Er zieht das Max-Weber-Zitat heran, wonach eine Börse eben kein Ethik-Klub sei.
Er erwähnt u.a. die Finanzierung des Bankhauses Warburg für die deutsche
Beteiligung an der Bekämpfung des Boxeraufstands in China und die
Zusammenarbeit der Bankiers Warburg und Schiff mit dem japanischen Bankier und
Politiker Korekiyo Takahashi bei der finanziellen Ermoeglichung des
japanisch-russischen Kriegs.
Vagts stellt
diese Finanzierungen als professionelle, wohl abgewogene und im Kontext geradezu
zwingende Entscheidungen dar.
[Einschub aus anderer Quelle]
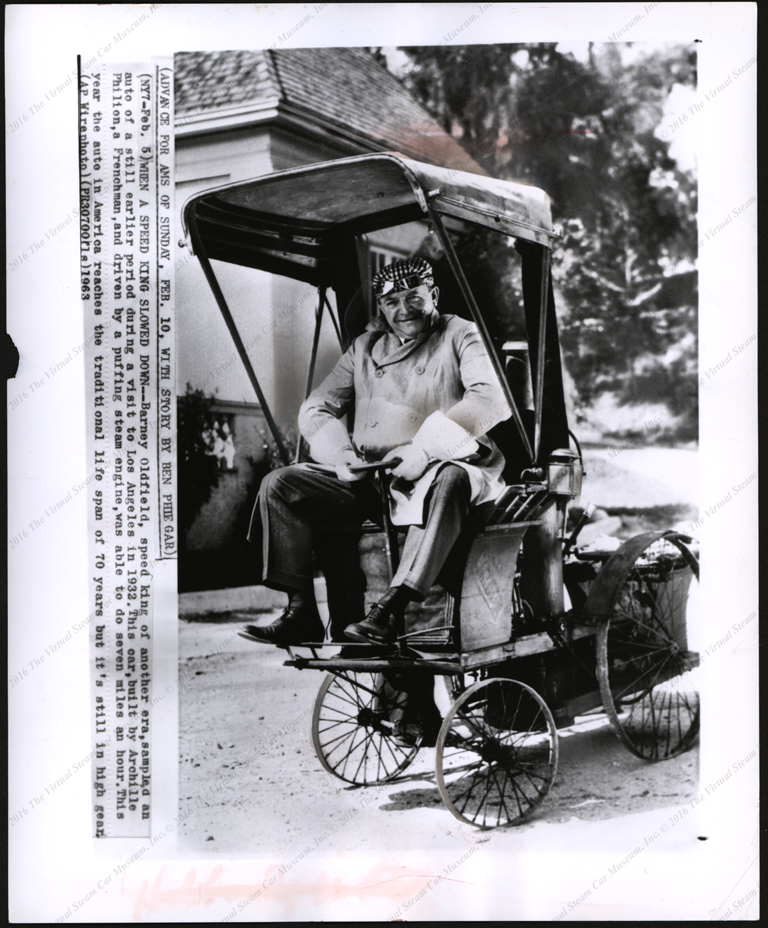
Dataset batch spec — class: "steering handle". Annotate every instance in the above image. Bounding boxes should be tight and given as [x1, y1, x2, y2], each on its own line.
[348, 457, 402, 474]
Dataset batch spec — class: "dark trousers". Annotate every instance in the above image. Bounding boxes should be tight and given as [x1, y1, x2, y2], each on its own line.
[247, 463, 471, 719]
[248, 463, 471, 601]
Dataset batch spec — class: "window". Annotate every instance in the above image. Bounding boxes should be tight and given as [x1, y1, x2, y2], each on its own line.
[370, 247, 403, 276]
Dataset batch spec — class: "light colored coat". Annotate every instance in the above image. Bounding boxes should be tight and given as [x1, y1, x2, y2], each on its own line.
[298, 313, 511, 523]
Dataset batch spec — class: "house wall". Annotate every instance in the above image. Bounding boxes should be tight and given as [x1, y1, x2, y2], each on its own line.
[175, 121, 351, 424]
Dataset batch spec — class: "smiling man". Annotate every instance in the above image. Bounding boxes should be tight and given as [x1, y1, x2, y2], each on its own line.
[245, 257, 511, 647]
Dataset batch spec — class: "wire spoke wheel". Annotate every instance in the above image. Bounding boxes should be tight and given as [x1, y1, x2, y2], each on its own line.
[311, 672, 422, 785]
[595, 533, 700, 760]
[435, 678, 558, 829]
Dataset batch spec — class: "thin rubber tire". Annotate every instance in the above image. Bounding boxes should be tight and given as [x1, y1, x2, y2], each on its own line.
[435, 677, 558, 829]
[595, 534, 700, 760]
[311, 671, 422, 785]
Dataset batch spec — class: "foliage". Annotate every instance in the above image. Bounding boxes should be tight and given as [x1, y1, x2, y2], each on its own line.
[256, 423, 300, 472]
[382, 43, 698, 439]
[176, 391, 302, 591]
[176, 384, 222, 535]
[415, 224, 527, 351]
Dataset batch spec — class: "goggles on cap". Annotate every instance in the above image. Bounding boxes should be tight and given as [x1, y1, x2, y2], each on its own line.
[377, 274, 429, 296]
[372, 257, 435, 297]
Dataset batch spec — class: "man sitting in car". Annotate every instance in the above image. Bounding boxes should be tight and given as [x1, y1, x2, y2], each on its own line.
[245, 256, 511, 648]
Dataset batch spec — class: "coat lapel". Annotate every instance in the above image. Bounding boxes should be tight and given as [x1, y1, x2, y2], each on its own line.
[370, 329, 432, 367]
[366, 312, 442, 368]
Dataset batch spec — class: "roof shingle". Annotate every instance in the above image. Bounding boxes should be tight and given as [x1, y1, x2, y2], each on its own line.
[174, 48, 483, 173]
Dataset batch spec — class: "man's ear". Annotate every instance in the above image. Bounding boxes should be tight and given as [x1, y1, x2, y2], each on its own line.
[431, 286, 440, 305]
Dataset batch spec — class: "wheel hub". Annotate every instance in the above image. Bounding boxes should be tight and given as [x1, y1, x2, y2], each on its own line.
[357, 707, 385, 731]
[476, 737, 514, 765]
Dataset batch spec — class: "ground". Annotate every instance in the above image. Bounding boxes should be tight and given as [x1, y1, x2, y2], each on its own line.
[177, 616, 698, 856]
[177, 446, 701, 858]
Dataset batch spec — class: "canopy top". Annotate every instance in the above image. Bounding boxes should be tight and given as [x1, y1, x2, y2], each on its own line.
[183, 153, 555, 283]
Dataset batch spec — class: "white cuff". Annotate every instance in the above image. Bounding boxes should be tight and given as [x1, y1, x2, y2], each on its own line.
[411, 411, 479, 461]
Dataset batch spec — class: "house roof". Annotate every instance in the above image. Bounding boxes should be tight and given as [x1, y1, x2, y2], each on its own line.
[174, 48, 485, 174]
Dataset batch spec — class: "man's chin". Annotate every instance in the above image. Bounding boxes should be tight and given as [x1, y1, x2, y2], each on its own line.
[393, 321, 426, 339]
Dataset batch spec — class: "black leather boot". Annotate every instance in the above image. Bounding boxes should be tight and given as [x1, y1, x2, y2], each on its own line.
[344, 586, 412, 644]
[243, 595, 324, 646]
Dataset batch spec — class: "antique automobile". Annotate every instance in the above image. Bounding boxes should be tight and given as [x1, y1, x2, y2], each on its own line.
[182, 153, 700, 828]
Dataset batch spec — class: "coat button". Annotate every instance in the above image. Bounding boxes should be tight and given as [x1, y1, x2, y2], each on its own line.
[409, 413, 418, 422]
[415, 366, 425, 375]
[375, 369, 385, 378]
[369, 422, 378, 429]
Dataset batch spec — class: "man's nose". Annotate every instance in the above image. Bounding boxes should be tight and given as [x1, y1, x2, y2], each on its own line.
[394, 298, 420, 313]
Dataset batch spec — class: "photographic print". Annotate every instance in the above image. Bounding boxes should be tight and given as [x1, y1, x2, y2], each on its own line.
[8, 5, 757, 922]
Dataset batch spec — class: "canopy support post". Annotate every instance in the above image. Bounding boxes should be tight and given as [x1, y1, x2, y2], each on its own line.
[322, 291, 343, 346]
[425, 204, 534, 464]
[533, 248, 551, 462]
[188, 213, 290, 466]
[304, 286, 327, 401]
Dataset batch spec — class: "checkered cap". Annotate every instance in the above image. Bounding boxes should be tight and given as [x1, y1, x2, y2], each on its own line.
[372, 257, 435, 297]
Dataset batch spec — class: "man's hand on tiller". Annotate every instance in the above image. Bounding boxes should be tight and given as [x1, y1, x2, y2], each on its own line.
[385, 444, 430, 482]
[335, 449, 367, 482]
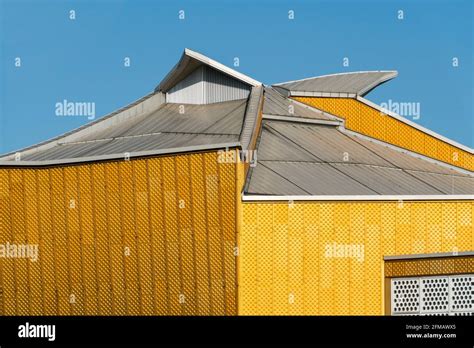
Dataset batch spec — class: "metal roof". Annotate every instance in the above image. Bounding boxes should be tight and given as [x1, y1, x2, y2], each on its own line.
[0, 99, 247, 163]
[156, 48, 261, 93]
[273, 71, 398, 97]
[64, 99, 246, 142]
[1, 46, 472, 200]
[262, 87, 339, 121]
[245, 120, 474, 196]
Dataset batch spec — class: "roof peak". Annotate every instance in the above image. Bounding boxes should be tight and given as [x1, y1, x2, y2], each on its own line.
[155, 48, 261, 93]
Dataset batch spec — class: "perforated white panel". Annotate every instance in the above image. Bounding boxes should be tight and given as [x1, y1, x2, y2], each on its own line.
[449, 275, 474, 313]
[391, 274, 474, 316]
[420, 277, 449, 314]
[391, 278, 420, 314]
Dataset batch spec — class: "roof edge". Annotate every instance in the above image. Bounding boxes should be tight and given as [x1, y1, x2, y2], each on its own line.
[242, 194, 474, 201]
[262, 114, 342, 126]
[0, 142, 241, 167]
[273, 70, 398, 95]
[384, 251, 474, 261]
[0, 91, 165, 160]
[358, 71, 398, 96]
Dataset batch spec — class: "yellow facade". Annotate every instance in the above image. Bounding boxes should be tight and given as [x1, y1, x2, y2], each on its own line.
[293, 97, 473, 171]
[238, 201, 474, 315]
[0, 150, 241, 315]
[1, 147, 472, 316]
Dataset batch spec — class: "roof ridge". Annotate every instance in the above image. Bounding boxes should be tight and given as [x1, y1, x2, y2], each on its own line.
[156, 48, 261, 93]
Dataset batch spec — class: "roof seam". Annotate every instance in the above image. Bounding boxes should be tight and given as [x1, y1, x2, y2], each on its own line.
[342, 127, 474, 176]
[263, 122, 381, 195]
[337, 130, 447, 194]
[58, 131, 239, 146]
[0, 142, 242, 167]
[256, 159, 470, 178]
[257, 161, 312, 195]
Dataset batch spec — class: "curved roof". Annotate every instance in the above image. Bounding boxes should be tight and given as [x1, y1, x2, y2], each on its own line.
[0, 98, 248, 166]
[273, 71, 398, 97]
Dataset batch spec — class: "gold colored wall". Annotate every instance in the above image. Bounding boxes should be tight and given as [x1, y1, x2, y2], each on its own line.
[0, 150, 241, 315]
[238, 201, 474, 315]
[293, 97, 473, 171]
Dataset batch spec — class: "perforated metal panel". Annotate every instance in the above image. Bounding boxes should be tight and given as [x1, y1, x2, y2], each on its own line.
[0, 149, 240, 316]
[239, 201, 474, 315]
[420, 277, 449, 314]
[391, 274, 474, 315]
[391, 278, 420, 314]
[449, 275, 474, 313]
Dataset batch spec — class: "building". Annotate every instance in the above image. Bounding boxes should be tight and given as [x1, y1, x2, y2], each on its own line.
[0, 49, 472, 316]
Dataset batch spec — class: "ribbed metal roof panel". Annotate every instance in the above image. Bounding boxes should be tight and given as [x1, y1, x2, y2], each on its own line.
[246, 163, 309, 195]
[264, 121, 392, 166]
[23, 133, 238, 161]
[332, 163, 445, 195]
[260, 161, 377, 195]
[348, 135, 461, 176]
[246, 120, 474, 195]
[257, 126, 316, 162]
[274, 71, 397, 96]
[13, 99, 247, 161]
[406, 171, 474, 195]
[72, 99, 247, 142]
Er kommt damit der Möglichkeit zuvor, dass die
Bankiersdynastie Warburg in den Vorwurf des preußisch-deutschen Militarismus im
Vorfeld des Ersten Weltkriegs einbezogen werden könnte.
Tatsächlich ist
es so, dass fast alle kritische Auseinandersetzung mit der Rolle der
Bankiersfamilien Warburg und Schiff, die mir bisher untergekommen ist, aus
einer entweder rechts- oder linksextremistischen Ecke kommt, oft mit einer kräftigen
Prise Antisemitismus. Das dürfte Grund genug sein für jeden Historiker, der
bei Sinnen ist, das Thema „finanzielle Kriegsbereitschaft“ (Titel eines
Vortrags von Max Warburg aus dem Jahre 1907, den er auch in seinen Erinnerungen
erwähnt) aus der Diskussion der Kriegsstimmung vor 1914 unbedingt heraus zu
halten. Völkermord wird aber nicht dadurch zu einem weniger großen Verbrechen,
dass Angehörige des verfolgten Volkes nicht immer nur in jedem einzelnen Fall über
alle Maßen klug, weise und ihrer Zeit weit vorausschauend gehandelt haben. Es
kann nicht sein, dass nur Übermenschen des Schutzes vor Verfolgung und Mord würdig
sein sollen. Dies muss auch für ganz normale Menschen gelten, die Fehlern und Irrtümern
unterliegen können; vor allem auch solchen, die für ihre Zeit typisch sind. Alles
für nicht hinterfragbar zu halten, was von Angehörigen der Bankiersfamilien
Warburg und Schiff jemals für gut befunden wurde, kann bedeuten, bei z.T. überkommenen
Normen und Wertvorstellungen stehen zu bleiben.
Wenn Alfred
Vagts, der im Einvernehmen mit Familie Warburg und möglicherweise in deren
Auftrag über das Bankhaus Warburg schrieb und sich dabei auf Wertvorstellungen
berief, die inzwischen über 100 Jahre alt sind (s.o., Max-Weber-Zitat), dann müssen
wir dem heute nicht 1:1 folgen. Wir müssen auch nicht seine Vorstellung übernehmen,
dass der gute „military way“ des Westens vom Militarismus preußisch-deutscher Prägung
fundamental verschieden sei, und die Finanzierung von Kriegen ein Geschäft wie
jedes andere.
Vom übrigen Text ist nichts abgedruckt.